Sekilas.co – Polemik aspek formil Undang-Undang Nomor 3 Tahun 2025 tentang Tentara Nasional Indonesia (UU TNI) mencapai tahap akhir setelah Mahkamah Konstitusi (MK) memutus perkara Nomor 81/PUU-XXIII/2025.
Mahkamah dalam sidang putusan di Jakarta, Rabu (17/9/2025), menyatakan pembentukan UU Perubahan atas UU Nomor 34 Tahun 2004 tentang TNI konstitusional. Mayoritas hakim konstitusi menilai tidak terdapat cacat formil dalam proses pembentukannya.
MK memutus menolak permohonan yang diajukan Yayasan Lembaga Bantuan Hukum Indonesia (YLBHI), Perkumpulan Imparsial, Perkumpulan KontraS, Inayah Wahid, Eva Nurcahyani, dan Fatiah Maulidiyanty.
Pemohon mengajukan lima pokok dalil, yakni:
-
perencanaan revisi UU TNI dalam Prolegnas Prioritas 2025 melanggar hukum;
-
bukan carry over sehingga seharusnya tidak bisa melompati tahap perencanaan dan penyusunan;
-
tidak sejalan dengan agenda reformasi;
-
pembahasan tidak transparan dan akuntabel serta ruang partisipasi tertutup;
-
pembentuk undang-undang menahan penyebarluasan dokumen revisi.

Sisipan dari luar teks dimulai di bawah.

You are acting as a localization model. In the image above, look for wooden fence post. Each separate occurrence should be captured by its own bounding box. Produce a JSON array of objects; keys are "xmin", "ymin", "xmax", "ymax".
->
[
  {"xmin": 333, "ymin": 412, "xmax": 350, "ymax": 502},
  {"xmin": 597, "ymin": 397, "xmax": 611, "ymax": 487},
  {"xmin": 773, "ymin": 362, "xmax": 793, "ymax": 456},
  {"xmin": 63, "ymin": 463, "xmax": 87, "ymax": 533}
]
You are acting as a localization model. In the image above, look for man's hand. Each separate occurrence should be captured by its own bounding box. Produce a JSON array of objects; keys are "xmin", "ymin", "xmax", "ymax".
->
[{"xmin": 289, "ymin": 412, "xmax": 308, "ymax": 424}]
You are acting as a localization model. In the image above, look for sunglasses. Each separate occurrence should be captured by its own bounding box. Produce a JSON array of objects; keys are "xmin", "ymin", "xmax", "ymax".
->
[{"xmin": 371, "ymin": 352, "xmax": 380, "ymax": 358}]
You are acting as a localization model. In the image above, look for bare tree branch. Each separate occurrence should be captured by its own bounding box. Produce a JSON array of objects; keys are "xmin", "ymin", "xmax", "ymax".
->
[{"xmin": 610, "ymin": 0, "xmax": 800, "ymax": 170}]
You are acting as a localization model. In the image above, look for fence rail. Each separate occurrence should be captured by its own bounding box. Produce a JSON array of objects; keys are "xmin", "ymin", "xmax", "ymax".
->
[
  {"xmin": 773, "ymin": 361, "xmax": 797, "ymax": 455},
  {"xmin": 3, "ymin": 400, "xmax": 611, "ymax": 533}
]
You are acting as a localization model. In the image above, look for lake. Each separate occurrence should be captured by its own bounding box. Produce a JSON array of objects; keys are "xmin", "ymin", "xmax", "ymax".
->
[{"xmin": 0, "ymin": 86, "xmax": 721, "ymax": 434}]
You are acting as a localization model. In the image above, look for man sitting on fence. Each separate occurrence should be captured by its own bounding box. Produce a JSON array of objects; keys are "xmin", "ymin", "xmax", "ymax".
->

Mahkamah mematahkan seluruh dalil tersebut. Lima dari sembilan hakim konstitusi menilai dalil-dalil para pemohon tidak beralasan menurut hukum sehingga permohonan ditolak seluruhnya.
Tidak melanggar prosedur
Berkaitan dengan dalil perencanaan yang melanggar hukum, pemohon menilai revisi UU TNI tidak terdaftar dalam Program Legislasi Nasional (Prolegnas) Prioritas 2025. Namun, MK menemukan bahwa usulan revisi UU TNI telah tercantum berulang kali dalam prolegnas dan setidaknya dua kali masuk daftar prioritas.
Selain itu, kebutuhan revisi UU TNI juga berangkat dari Putusan MK Nomor 62/PUU-XIX/2021 yang memerintahkan pembentuk undang-undang segera mengubah UU TNI.
MK juga mencatat bahwa revisi UU TNI dimasukkan ke dalam prolegnas prioritas dalam rapat paripurna DPR pada 18 Februari 2025, sebagaimana Keputusan DPR RI Nomor 6.1/DPR RI/II/2024-2025.
Sebelum agenda pertama rapat dimulai, pimpinan rapat meminta persetujuan anggota paripurna untuk memasukkan RUU TNI dalam Prolegnas Prioritas 2025 dan menugaskan Komisi I membahasnya.
Mahkamah mengakui ada perubahan agenda dalam rapat tersebut. Namun, sikap DPR dinilai sah karena keputusan diambil dalam pleno yang memenuhi kuorum dan tidak ada satu pun fraksi yang mengajukan keberatan.
”Dalam batas penalaran yang wajar, hal tersebut telah menjamin adanya representasi, transparansi, dan legitimasi sosial politik dari setiap keputusan yang diambil,” ujar Hakim Konstitusi Daniel Yusmic P Foekh saat membacakan pertimbangan hukum.
Hakikat carry over
Penyusunan RUU TNI sejatinya telah dimulai pada 2022 dan lebih intensif pada 2024, baik oleh DPR melalui penyusunan naskah akademik (NA) dan RUU maupun oleh pemerintah lewat daftar inventarisasi masalah (DIM). Pembahasan berlanjut dalam rapat Badan Legislasi DPR pada 26 Agustus 2024.
Presiden juga telah mengirimkan Surat Presiden Nomor R-25/Pres/07/2024 yang menunjuk Menko Polhukam, Menteri Pertahanan, Menteri PANRB, Menteri Keuangan, dan Menteri Hukum dan HAM sebagai wakil pemerintah dalam pembahasan RUU TNI pada 2 Juli 2024.